O envenenamento de sangue é ainda fatal em mais de 50% dos casos, mas pode ser curado se tratado em uma fase inicial. O mais prioritário é conseqüentemente actuar rapidamente. Por este motivo, os doutores administram geralmente antibióticos mesmo no caso de uma suspeita do envenenamento de sangue, sem primeiramente verificar se é realmente uma sepsia bacteriana, que por sua vez aumente extremamente o risco de resistência a se tornar dos antibióticos. É conseqüentemente importante identificar e desenvolver uma terapia rápida e eficaz, se possível sem a necessidade de usar antibióticos.

Um anticorpo para tudo

O pesquisador Inge Herrmann de Empa e sua equipe estão desenvolvendo uma solução em colaboração com a modelagem do perito Marco Lattuada do instituto e dos doutores de Adolfo Merkle da Faculdade de Medicina de Harvard. A ideia para o tratamento é a purificação magnética do sangue. O princípio está, pelo menos na teoria, bastante directa. As partículas do ferro são revestidas com um anticorpo que detecte e ligue as bactérias prejudiciais no sangue. Assim que as partículas do ferro forem anexadas às bactérias, estão removidas do sangue magnètica.

Contudo, há (ainda) uma captura pequena: Até agora, foi somente possível revestir as partículas do ferro com os anticorpos que reconhecem um tipo de bactérias - mas muitos tipos diferentes de bactérias podem ser involvidos, segundo a espécie que causa o envenenamento de sangue. Usando a análise do sangue, os doutores devem conseqüentemente primeiramente determinar que bactérias estão causando o envenenamento antes que os anticorpos apropriados possam ser usados. “Esta análise do sangue é demorada e cronometra jogos um papel vital no tratamento do envenenamento de sangue,” explica Herrmann. Esta é igualmente a razão para a diálise magnética que está sendo usada raramente até agora.

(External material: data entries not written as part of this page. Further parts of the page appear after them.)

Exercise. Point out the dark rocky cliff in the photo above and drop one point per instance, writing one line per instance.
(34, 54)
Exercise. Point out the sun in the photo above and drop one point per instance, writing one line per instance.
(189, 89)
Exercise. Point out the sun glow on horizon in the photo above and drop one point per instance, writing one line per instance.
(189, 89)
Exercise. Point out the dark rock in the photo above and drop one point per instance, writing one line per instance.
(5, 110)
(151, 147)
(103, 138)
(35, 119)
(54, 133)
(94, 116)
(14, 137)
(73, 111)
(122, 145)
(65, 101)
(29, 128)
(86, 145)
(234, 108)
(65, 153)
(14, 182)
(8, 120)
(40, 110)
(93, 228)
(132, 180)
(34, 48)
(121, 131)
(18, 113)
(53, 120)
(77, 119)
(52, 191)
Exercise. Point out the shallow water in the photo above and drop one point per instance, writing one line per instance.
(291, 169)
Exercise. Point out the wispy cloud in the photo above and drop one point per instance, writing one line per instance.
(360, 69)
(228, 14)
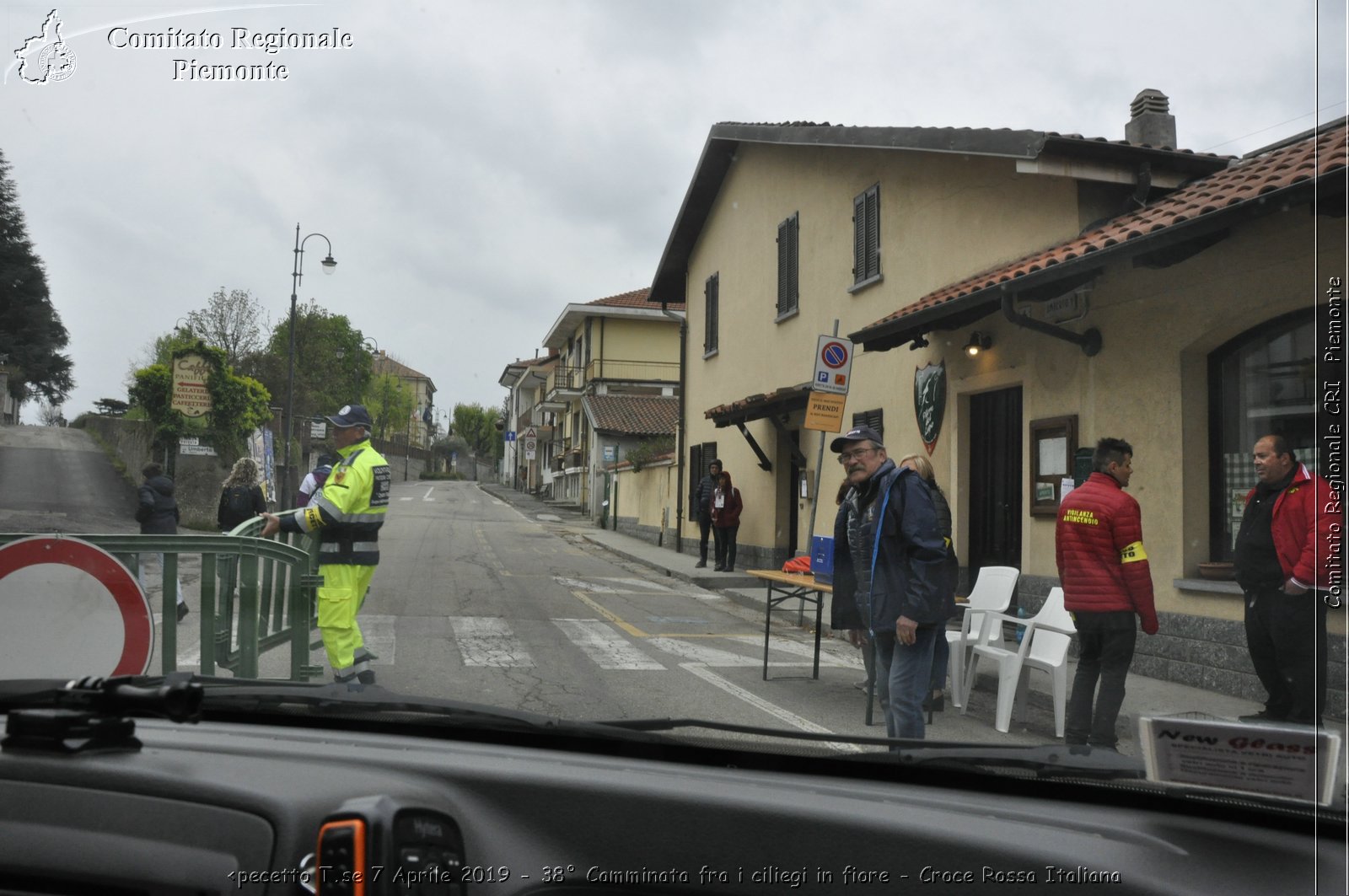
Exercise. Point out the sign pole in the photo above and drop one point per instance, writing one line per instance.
(820, 474)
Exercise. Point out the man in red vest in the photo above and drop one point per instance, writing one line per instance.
(1106, 582)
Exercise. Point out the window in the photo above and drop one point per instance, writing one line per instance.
(710, 298)
(873, 419)
(867, 236)
(1054, 444)
(1260, 384)
(788, 265)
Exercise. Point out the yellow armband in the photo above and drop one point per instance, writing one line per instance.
(1133, 552)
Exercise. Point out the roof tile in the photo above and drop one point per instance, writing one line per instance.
(1245, 181)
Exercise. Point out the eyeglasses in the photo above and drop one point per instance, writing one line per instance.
(850, 455)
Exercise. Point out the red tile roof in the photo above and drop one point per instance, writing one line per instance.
(1244, 182)
(636, 298)
(633, 415)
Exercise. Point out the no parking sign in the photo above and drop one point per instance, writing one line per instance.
(71, 609)
(833, 365)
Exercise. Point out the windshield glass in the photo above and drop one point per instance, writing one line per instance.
(526, 345)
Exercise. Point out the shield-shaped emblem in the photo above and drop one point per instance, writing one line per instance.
(930, 402)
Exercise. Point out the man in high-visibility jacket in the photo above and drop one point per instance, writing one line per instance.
(347, 514)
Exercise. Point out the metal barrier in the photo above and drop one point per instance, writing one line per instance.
(269, 584)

Mas uma equipe na Faculdade de Medicina de Harvard conduzida pelo cais de Gerald tem desenvolvido agora um anticorpo que pudesse ligar quase todas as bactérias que podem provocar o envenenamento de sangue - assim se há uma suspeita da sepsia, o tratamento magnético poderia ser começado imediatamente, apesar de que o micróbio patogénico está no sangue. Este anticorpo do “allrounder” a suceder em isolar as bactérias patogénicos - similares a usar a diálise.

Como prejudiciais são as partículas do ferro?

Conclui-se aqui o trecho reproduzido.